Entre outras teses que professou esse estranho e fascinante pontífice, devemos notar a que concerne ao poder legislativo dos papas. Para ele, um papa podia modificar toda a legislação instituída pelos seus predecessores. Considerava, com efeito, que os papas, sendo homens, são incapazes de tudo ver e de tudo prever, e, assim, seus regulamentos sofrem as conseqüências das modificações sobrevindas ao universo, necessitando novas regras de conduta.

João XXII pronunciou-se igualmente contra a Imaculada Conceição da Virgem Maria, considerando, todavia, que se Maria tinha sido concebida com o pecado original, Deus a purificara antes de seu nascimento, mas num momento, acrescentava, difícil de precisar.

Teria sido também ele, a seguir-se a opinião de Viollet-le-Duc, quem teria acrescentado à tiara a terceira coroa, da qual, realmente, não se encontram vestígios nas efígies dos papas anteriores ao seu reinado.

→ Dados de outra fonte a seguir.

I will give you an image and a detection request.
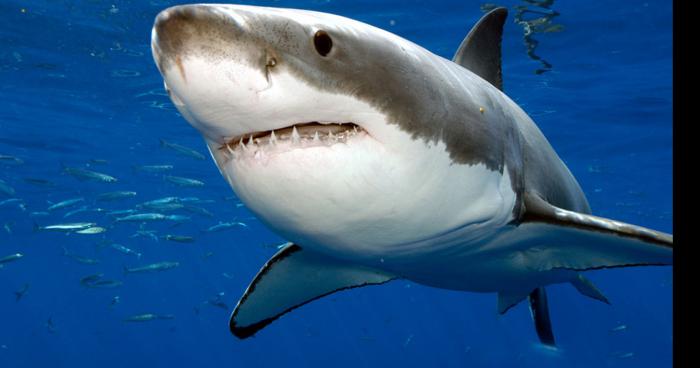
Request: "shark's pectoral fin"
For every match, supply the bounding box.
[452,8,508,90]
[229,243,396,339]
[528,287,555,346]
[498,291,529,314]
[571,274,610,304]
[513,193,673,272]
[498,287,554,346]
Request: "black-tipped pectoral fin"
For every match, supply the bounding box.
[528,287,556,346]
[513,193,673,271]
[229,243,396,339]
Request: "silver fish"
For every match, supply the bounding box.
[47,197,85,211]
[63,247,100,265]
[124,262,180,273]
[134,165,173,173]
[63,166,117,183]
[160,139,206,160]
[163,175,204,187]
[34,222,97,231]
[115,213,168,222]
[204,222,248,233]
[163,234,194,243]
[97,190,136,201]
[109,243,141,259]
[106,209,137,216]
[63,206,88,218]
[75,226,107,235]
[124,313,175,322]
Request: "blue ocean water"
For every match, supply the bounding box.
[0,0,673,368]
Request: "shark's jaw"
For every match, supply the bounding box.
[219,122,367,157]
[152,6,515,264]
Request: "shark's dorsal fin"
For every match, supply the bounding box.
[452,8,508,91]
[229,243,395,339]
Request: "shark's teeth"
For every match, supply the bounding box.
[220,122,366,154]
[292,126,300,143]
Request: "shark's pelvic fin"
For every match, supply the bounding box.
[571,273,610,304]
[514,193,673,272]
[229,243,396,339]
[452,8,508,91]
[528,287,556,346]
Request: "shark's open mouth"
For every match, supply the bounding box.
[219,121,366,152]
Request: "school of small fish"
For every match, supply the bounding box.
[0,140,262,333]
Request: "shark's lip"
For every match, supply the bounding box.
[219,121,366,151]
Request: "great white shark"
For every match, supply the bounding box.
[151,4,673,345]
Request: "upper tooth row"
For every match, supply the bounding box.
[226,126,358,152]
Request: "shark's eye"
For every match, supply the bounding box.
[314,31,333,56]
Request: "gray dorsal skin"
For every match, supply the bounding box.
[229,243,396,338]
[452,8,508,91]
[152,5,673,345]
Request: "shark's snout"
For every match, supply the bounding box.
[151,5,241,74]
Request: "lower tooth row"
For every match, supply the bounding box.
[226,127,359,153]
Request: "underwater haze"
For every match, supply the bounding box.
[0,0,673,368]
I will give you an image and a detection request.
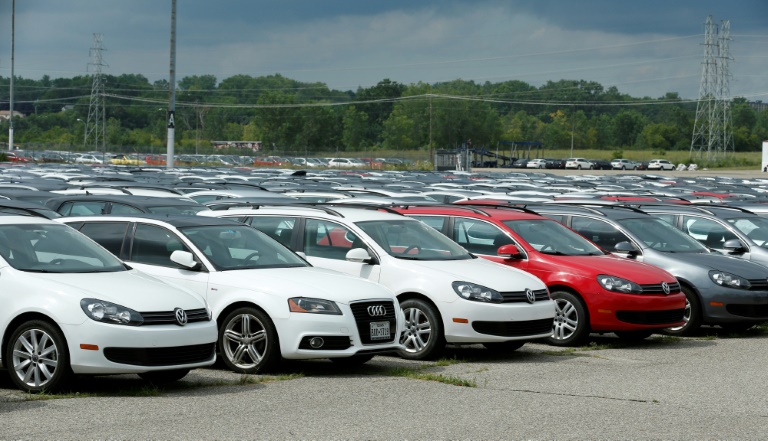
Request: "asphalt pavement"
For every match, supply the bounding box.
[0,327,768,440]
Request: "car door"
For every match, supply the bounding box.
[297,218,381,282]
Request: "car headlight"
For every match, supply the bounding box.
[451,282,504,303]
[709,271,752,289]
[80,299,144,326]
[597,274,643,294]
[288,297,341,315]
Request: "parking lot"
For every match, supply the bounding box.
[0,326,768,439]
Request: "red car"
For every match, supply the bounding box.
[394,205,685,346]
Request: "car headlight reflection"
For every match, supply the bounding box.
[451,282,504,303]
[80,299,144,326]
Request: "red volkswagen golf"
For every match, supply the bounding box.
[394,205,685,346]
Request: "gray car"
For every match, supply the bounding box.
[527,204,768,335]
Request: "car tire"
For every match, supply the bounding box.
[218,307,281,374]
[331,354,373,367]
[4,320,73,393]
[139,369,189,384]
[614,329,654,341]
[664,286,702,336]
[398,299,445,360]
[483,340,525,353]
[547,291,590,346]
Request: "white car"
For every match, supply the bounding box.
[648,159,676,170]
[57,215,404,373]
[565,158,595,170]
[198,206,555,360]
[0,216,216,392]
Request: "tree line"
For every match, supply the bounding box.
[0,74,768,158]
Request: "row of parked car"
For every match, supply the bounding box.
[0,162,768,391]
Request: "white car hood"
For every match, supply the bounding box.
[398,258,547,292]
[210,267,394,303]
[28,270,205,312]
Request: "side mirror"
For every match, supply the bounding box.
[171,250,201,271]
[723,239,747,253]
[346,248,371,263]
[496,243,522,259]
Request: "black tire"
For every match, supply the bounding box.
[398,299,445,360]
[547,291,590,346]
[218,307,281,374]
[614,329,654,341]
[331,354,373,367]
[664,286,702,335]
[483,340,525,353]
[139,369,189,384]
[4,320,73,393]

(4) Os senhores soberanos de Viennois usavam o nome de “delfim” por causa do delfim que ornava seu capacete e suas armas, daí a designação de Delfinado dado ao conjunto da região sobre a qual exerciam sua soberania, e que compreendia: o Grésivaudan, o Roannez, o Champsaur, o Briançonnais, o Am-brunois, o Gapençais, o Viennois, o Valentinois, o Diois, o Tricastinois, e o principado de Orange.

No início do século IV, a soberania era exercida pela terceira casa dos delfins de Viennois, a da Tour du Pin. Somente no fim ao reinado de Filipe VI de Valois, pelos tratados de 1343 e 1349, u Delfinado foi cedido por Humberto II à coroa da França, sob a condição de que o filho mais velho dos reis de França tomasse, dali por diante, o título de Delfim.

(5) A grande maioria dos autores dá o total de vinte e três cardeais para o conclave de 1314-1316. Anotamos vinte e quatro.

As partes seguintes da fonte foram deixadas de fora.